The final matrix will have 10000 distances.
Calculations completed. Saving distances...
Process completed successfully.
Total time taken: 2.24 seconds
real 0m3.784s
user 0m10.233s
sys 0m14.935s
$ md5sum validation/100_c.tab
5a62236c697ef1eb56b7065d406007af validation/100_c.tab
$ md5sum validation/100_py.tab
5a62236c697ef1eb56b7065d406007af validation/100_py.tab
This input matrix does not contain strings, so in the Python version, replacements are skipped.
$ time ./cgmlst-dists test/crc32.tab > validation/crc32_c.tab
This is cgmlst-dists 0.4.0
Loaded 3933 samples x 1748 allele calls
Calculating distances: 100.00%
Writing distance matrix to stdout...
Done.
real 0m57.766s
user 0m57.325s
sys 0m0.245s
$ time python cgmlst-dists.py --input test/crc32.tab --output validation/crc32_py.tab --skip_input_replacements
Loaded matrix of 3933 samples and 1748 allele calls.
The final matrix will have 15468489 distances.
Calculations completed. Saving distances...

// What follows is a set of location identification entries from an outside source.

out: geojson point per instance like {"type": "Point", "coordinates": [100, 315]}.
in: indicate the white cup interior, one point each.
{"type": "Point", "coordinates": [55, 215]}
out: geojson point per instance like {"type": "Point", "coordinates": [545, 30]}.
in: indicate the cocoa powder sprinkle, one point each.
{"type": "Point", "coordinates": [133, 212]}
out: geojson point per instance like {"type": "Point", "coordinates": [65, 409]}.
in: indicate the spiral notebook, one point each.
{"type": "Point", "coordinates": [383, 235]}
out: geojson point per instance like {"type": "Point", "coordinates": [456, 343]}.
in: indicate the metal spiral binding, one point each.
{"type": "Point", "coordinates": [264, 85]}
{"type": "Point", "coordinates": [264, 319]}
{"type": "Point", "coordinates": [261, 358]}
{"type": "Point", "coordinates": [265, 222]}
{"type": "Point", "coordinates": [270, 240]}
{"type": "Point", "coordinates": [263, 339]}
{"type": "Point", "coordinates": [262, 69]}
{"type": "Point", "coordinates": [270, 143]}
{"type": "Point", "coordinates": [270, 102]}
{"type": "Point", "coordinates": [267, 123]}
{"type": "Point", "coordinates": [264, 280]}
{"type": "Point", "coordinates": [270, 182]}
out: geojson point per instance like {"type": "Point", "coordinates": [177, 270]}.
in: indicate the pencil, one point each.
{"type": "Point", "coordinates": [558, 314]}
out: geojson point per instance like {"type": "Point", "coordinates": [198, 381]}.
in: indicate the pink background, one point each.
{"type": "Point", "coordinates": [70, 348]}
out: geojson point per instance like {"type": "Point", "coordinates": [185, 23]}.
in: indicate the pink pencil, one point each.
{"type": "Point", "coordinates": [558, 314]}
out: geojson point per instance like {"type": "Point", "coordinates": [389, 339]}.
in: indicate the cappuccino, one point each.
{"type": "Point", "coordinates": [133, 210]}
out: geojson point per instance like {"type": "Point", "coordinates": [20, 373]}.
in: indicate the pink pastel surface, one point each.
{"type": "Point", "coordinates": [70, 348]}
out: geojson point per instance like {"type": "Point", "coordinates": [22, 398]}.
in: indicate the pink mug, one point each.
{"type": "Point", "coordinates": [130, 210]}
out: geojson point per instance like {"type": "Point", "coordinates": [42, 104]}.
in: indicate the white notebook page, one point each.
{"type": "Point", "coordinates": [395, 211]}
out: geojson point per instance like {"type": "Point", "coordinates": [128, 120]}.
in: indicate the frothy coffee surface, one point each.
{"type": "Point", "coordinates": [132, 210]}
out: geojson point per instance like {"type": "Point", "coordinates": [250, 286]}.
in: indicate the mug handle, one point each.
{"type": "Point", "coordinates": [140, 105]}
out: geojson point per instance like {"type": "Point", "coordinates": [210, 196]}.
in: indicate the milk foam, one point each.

Process completed successfully.
Total time taken: 7.00 seconds
real 0m8.435s
user 1m42.790s
sys 0m16.848s
$ md5sum validation/crc32_c.tab
e3f13c85c9028d49a4867eadba20c11a validation/crc32_c.tab
$ md5sum validation/crc32_py.tab
e3f13c85c9028d49a4867eadba20c11a validation/crc32_py.tab
$ time ./cgmlst-dists test/5000.tab > validation/5000_c.tab
This is cgmlst-dists 0.4.0
Loaded 5000 samples x 3016 allele calls
Calculating distances: 100.00%
Writing distance matrix to stdout...
Done.
real 2m43.855s
user 2m42.837s
sys 0m0.348s
$ time python cgmlst-dists.py --input test/5000.tab --output validation/5000_py.tab
Loaded matrix of 5000 samples and 3016 allele calls.
The final matrix will have 25000000 distances.
Calculations completed. Saving distances...
Process completed successfully.
Total time taken: 24.89 seconds
real 0m26.361s
user 4m3.116s
sys 0m15.963s
$ md5sum validation/5000_c.tab
2e6d5d6c8856ef408e4f596a1841bdf6 validation/5000_c.tab
$ md5sum validation/5000_py.tab
2e6d5d6c8856ef408e4f596a1841bdf6 validation/5000_py.tab
build
docker build -t cgmlst-dists-py .
help
docker run --rm cgmlst-dists-py
launch
docker run --rm -v "$(pwd):/app/data" cgmlst-dists-py --input data/test/100.tab --output data/100_py.tab
- When the initial matrix is large is convenient to use the python version.
- The C version does not implement multithreading.
- The C version suffers from memory problems when the input is large.